People coinfected with both the hepatitis B virus (HBV) and HIV have excellent survival rates following a liver transplant, according to a study published in the June 1 issue of AIDS.

HBV can become a chronic disease in roughly 25 percent of people who are also infected with HIV. When this occurs, people are at increased risk of liver failure and liver cancer, usually many years after first becoming infected. HBV disease, however, progresses more rapidly in coinfected people than in people not infected with HIV.

Moreover, when people develop end-stage liver disease, the only recourse is a liver transplant. For many years, people with HIV weren’t even considered viable candidates for a transplant. After it became clear that antiretroviral (ARV) therapy was significantly extending the survival of people with HIV, however, advocates successfully lobbied for coinfected people to be transplant candidates. Unfortunately, few studies have been published on the outcomes of liver transplant in coinfected people.

To determine the success of liver transplants in this population, Mariagrazia Tateo, MD, PhD, from the University of Bari, in Italy, and her colleagues examined the outcomes of transplants in 75 people living with HIV performed at the Hôpital Paul Brousse, Centre Hepato-Biliaire, in Paris. Thirteen of the patients were coinfected with HIV and HBV. Six were additionally infected with hepatitis C virus (HCV) as well as HIV and HBV. The average age of the patients was 46, and all had their HIV well controlled with ARV drugs.
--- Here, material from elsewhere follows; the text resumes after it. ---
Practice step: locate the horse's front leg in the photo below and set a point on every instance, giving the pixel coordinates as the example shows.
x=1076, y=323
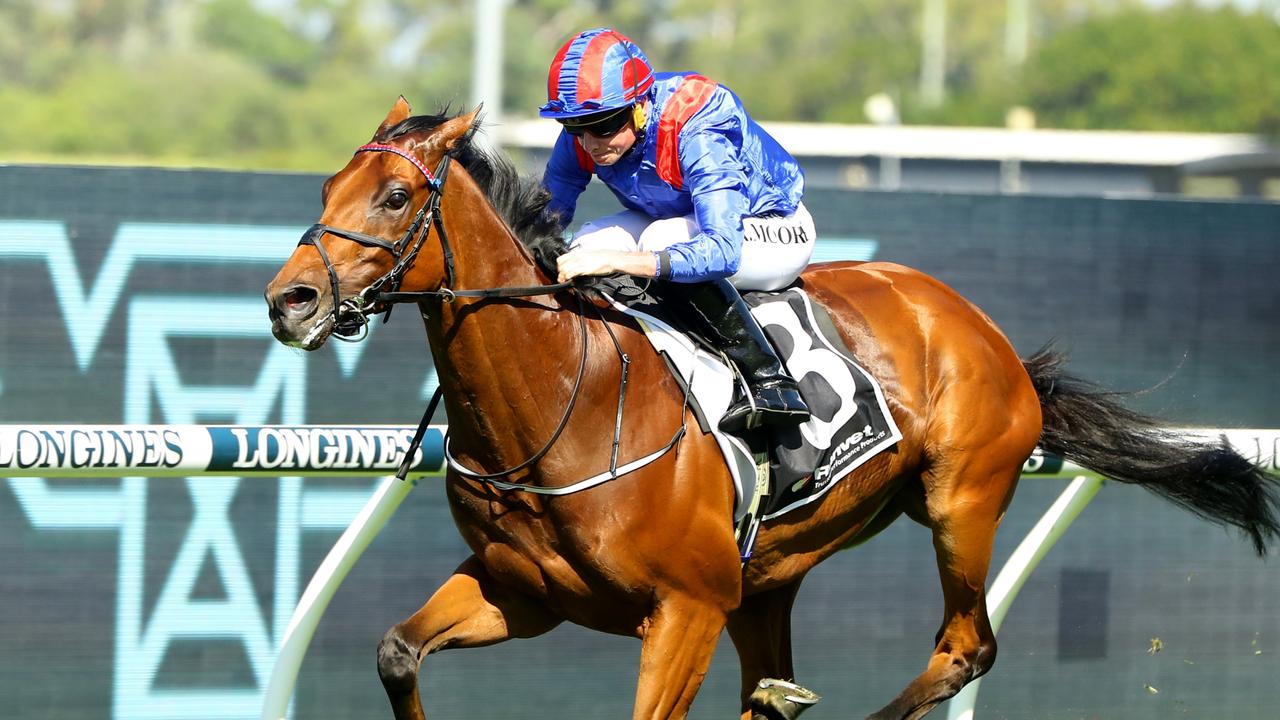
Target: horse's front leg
x=470, y=610
x=679, y=642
People were followed, on average, for 32 months after their liver transplant. Survival over this time period was 100 percent. Ten of the HIV-positive patients had no rejection of their new livers. Three had mild to moderate rejection, which was ultimately overcome with changes to their immunosuppressive drugs used to prevent rejection.

Two HIV-positive patients had a recurrence of their HCV infection, but none had a recurrence of their HBV infection. Liver damage from the HCV recurrences, as well as damage to the energy-producing mitochondria of liver cells, was not evident in any of the HIV-positive patients studied.

“Our series thus demonstrate excellent results in terms of survival and the control of HBV replication following liver transplantation in HIV/HBV-coinfected patients,” the authors concluded.